27. Madde’yle korunan kültürel hakların uygulanması doğrultusunda Komite, özellikle yerli halklar bağlamında kültürün, toprak kaynaklarının kullanılmasına bağlı özel yaşam şeklini de içeren bir çok sekilde kendini ifade ettiğini gözlemlemektedir. Söz konusu hak, balıkçılık ve avcılık gibi geleneksel meşguliyetleri ve yasa tarafından korunan rezervlerde yaşama hakkını içerebilir. 5/ Bu haklardan yararlanma, korumaya dair pozitif yasal tedbirleri ve azınlık topluluklarının kendilerini etkileyen kararlara etkin katılımını sağlamaya yönelik tedbirleri gerektirebilir.

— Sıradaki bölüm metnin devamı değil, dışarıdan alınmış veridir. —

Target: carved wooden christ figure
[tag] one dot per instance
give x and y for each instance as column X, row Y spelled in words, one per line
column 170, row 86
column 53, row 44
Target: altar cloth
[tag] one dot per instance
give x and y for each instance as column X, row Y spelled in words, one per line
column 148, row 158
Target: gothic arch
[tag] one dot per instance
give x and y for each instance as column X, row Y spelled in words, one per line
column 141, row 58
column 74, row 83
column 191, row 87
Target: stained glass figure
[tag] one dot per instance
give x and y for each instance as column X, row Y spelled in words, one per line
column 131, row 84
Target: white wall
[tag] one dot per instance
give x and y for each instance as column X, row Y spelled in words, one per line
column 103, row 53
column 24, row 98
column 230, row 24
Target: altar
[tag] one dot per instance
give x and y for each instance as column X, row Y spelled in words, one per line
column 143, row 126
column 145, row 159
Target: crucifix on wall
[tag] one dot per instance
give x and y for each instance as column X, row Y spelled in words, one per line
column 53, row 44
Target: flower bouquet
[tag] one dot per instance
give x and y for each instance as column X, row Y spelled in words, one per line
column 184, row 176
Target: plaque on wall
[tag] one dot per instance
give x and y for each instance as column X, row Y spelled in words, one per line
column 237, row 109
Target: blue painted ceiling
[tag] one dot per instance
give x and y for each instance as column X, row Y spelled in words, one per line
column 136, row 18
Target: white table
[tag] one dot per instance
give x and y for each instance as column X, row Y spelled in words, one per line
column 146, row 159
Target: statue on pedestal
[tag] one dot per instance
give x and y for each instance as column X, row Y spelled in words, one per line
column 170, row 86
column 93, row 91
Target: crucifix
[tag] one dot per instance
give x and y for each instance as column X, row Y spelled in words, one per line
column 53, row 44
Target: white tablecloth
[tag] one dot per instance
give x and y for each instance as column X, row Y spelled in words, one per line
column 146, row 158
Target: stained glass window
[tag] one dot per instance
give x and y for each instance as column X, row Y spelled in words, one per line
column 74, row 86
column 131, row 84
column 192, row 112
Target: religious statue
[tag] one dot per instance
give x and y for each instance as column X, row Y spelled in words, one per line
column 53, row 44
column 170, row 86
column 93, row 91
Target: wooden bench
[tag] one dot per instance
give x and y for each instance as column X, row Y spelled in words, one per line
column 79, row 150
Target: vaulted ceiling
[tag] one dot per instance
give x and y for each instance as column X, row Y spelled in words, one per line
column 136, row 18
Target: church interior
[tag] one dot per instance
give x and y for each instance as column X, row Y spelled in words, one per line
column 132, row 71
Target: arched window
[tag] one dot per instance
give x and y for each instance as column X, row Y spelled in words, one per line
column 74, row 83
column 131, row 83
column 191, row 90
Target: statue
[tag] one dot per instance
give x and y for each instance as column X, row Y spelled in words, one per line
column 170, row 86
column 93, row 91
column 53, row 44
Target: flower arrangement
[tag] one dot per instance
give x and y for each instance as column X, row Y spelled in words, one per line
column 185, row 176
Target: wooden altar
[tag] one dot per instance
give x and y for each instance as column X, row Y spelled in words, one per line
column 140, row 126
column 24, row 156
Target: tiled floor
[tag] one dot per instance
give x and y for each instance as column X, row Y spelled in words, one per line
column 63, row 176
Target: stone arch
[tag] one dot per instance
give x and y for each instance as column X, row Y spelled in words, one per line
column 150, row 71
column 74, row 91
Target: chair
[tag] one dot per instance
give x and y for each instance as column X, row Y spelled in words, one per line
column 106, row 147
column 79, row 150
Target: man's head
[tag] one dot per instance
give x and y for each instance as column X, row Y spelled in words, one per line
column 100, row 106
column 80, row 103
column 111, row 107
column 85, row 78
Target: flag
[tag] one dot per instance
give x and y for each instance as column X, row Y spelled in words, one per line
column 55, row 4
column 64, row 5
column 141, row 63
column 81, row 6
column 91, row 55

* Bölgesel veya Azınlık Dillerine Dair Avrupa Şartı’nın 8. Maddesi’ne göre devletler, kendilerinin demografik gerçekliğine en iyi şekilde uyan azınlık dilinin kullanılmasına yönelik seviye için çabalamalıdırlar. Zira 8. Madde, „her dilin durumuna göre“ uygulanabilir.

* Eğitimde Ayrımcılığa Karşı UNESCO Konvansiyonu, dil ayrımcılığını da içeren çeşitli temellere dayalı ayrımcılığı yasaklamaktadır. Konvasiyon’un 1 (2). Maddesi’ne göre eğitim, eğitime erişimi de içeren her tür ve seviyeyi kapsamaktadır.

* 1989 tarihli Çocuk Hakları Sözleşmesi, çocuğun eğitim hakkını tanımaktadır. Madde 28(1)’e göre:

Devletler çocuğun eğitim hakkını tanır ve bu hakkı özellikle fırsat eşitliği temelinde ve artan bir şekilde gerçekleştirme amacında olmalıdır.


Sonuç:

* Avrupa Batı Trakya Türk Federasyonu (ABTTF), bundan dolayı Yunanistan hükümetini, 3518/2006 sayılı ve tarihli yasa ile zorunlu eğitimin dokuz yıldan on yıla çıkarılmasının azınlık okul sistemini de kapsayacak şekilde düzenlemesi yönünde teşvik eder.

* ABTTF, Yunanistan’daki azınlık eğitim sisteminin çok kültürlülük ve çok dillilik prensiplerine göre yeniden yapılnadırılması gerektiğini savunmaktadır. Bu bağlamda ABTTF, Müslüman Türk öğrenciler için resmi dil olan Yunanca’nın yanısıra anadillerini öğrenmeleri için Yunan hükümetini gerekli koşulları sağlamaya teşvik eder ve Azınlık çocuklarının iki dilli okul öncesi eğitime ve dolayısıyla kendi ana dillerinde eğitim hakkına sahip olabilmeleri için Yunanistan’ı ülkedeki etnik azınlıkların eğitim hakkını garanti alacak şekilde gerekli önlemleri almaya davet eder.